Семнадцатая беременность жены огорчила Прохора Абрамовича по хозяйственным соображениям: в эту осень меньше родилось детей в деревне, чем в прошлую, а главное — не родила тетка Марья, рожавшая двадцать лет ежегодно, за вычетом тех лет, которые наступали перед засухой. Это приметила вся деревня, и, если тетка Марья ходила порожняя, мужики говорили: «Ну, Марья нынче девкой ходит — летом голод будет».
В этот год Марья тоже ходила худой и свободной.
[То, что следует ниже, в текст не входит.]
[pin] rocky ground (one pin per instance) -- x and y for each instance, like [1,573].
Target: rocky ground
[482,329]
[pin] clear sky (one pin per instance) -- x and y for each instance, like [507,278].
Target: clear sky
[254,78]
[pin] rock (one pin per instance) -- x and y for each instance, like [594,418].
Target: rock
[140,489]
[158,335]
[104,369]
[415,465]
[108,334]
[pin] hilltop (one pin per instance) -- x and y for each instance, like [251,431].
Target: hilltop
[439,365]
— Паруешь, Марь Матвевна? — с уважением спрашивали ее прохожие мужики.
— А что ж! — говорила Марья и с непривычки стыдилась своего холостого положения.
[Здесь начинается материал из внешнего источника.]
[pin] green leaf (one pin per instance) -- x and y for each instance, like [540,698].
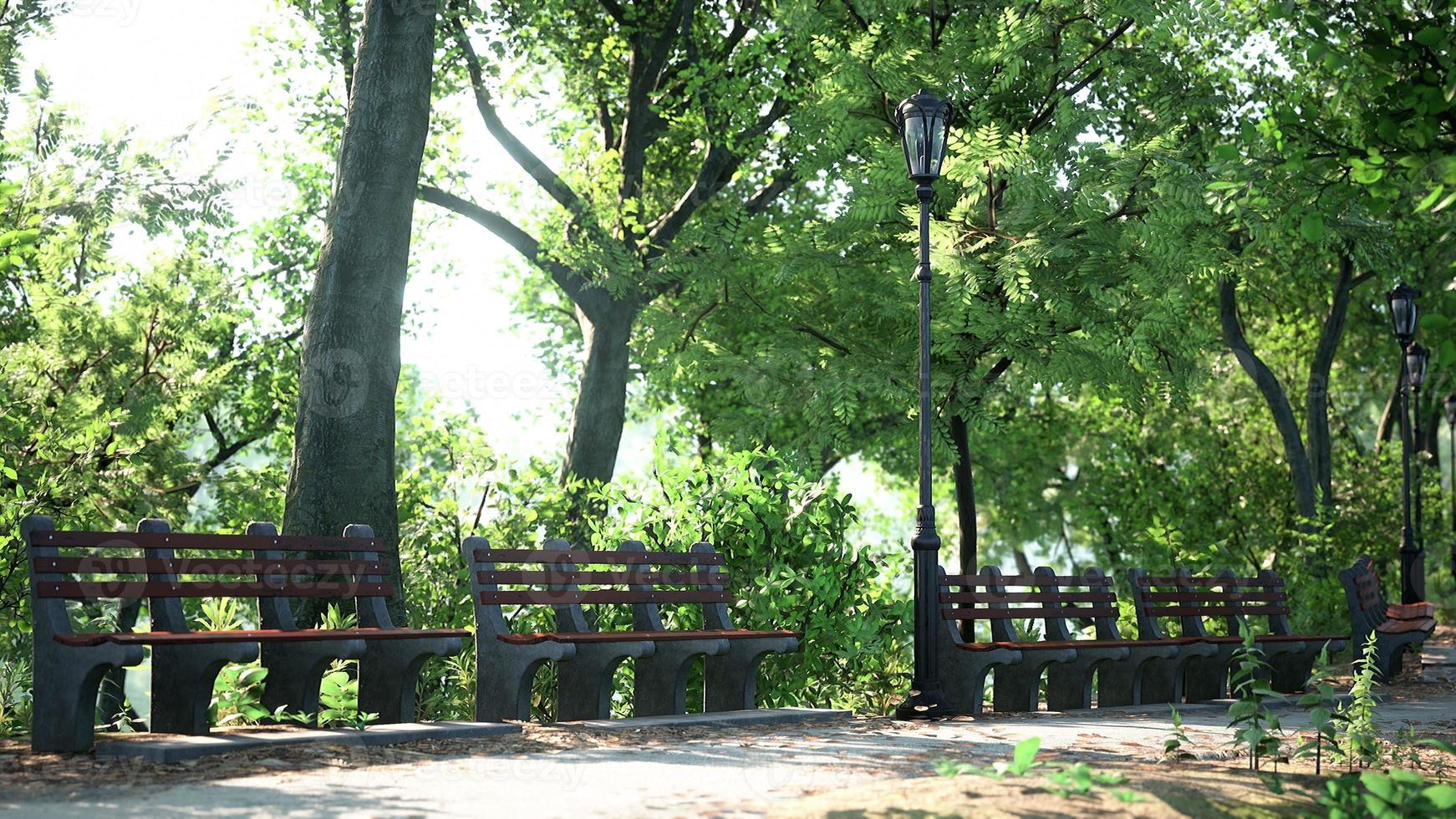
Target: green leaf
[1312,227]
— Ну ничего, — успокаивали ее. — Глядишь, опять скоро сына почнешь: ты на это ухватлива…
— а чего ж зря-то жить! — смелела Марья. — Лишь бы хлеб был.
— Это-то хоть верно, — соглашались мужики. — Бабе родить не трудно, да хлеб за ней не поспевает… Да ты-то ведьма: ты свою пору знаешь…
Прохор Абрамович сказал жене, что она отяжелела безо времени.
— И-их, Проша, — ответила Мавра Фетисовна, — я рожу, я и с сумой для них пойду — не ты ведь!
Прохор Абрамович умолк на долгое время.
Настал декабрь, а снегу не было — озимые вымерзали. Мавра Фетисовна родила двоешек.
— Снеслась, — сказал у ее кровати Прохор Абрамович. — Ну и слава богу: что ж теперь делать-то! Должно, эти будут живучие
— морщинки на лбу и ручки кулаками.
Приемыш стоял тут же и глядел на непонятное с искаженным постаревшим лицом. В нем поднялась едкая теплота позора за взрослых, он сразу потерял любовь к ним и почувствовал свое одиночество — ему захотелось убежать и спрятаться в овраг. Так же ему было одиноко, скучно и страшно, когда он увидел склещенных собак — он тогда два дня не ел, а всех собак разлюбил навсегда. У кровати роженицы пахло говядиной и сырым молочным телком, а сама Мавра Фетисовна ничего не чуяла от слабости, ей было душно под разноцветным лоскутным одеялом — она обнажила полную ногу в морщинах старости и материнского жира; на ноге были видны желтые пятна каких-то омертвелых страданий и синие толстые жилы с окоченевшей кровью, туго разросшиеся под кожей и готовые ее разорвать, чтобы выйти наружу; по одной жиле, похожей на дерево, можно чувствовать, как бьется где-то сердце, с усилием прогоняя кровь сквозь узкие обвалившиеся ущелья тела.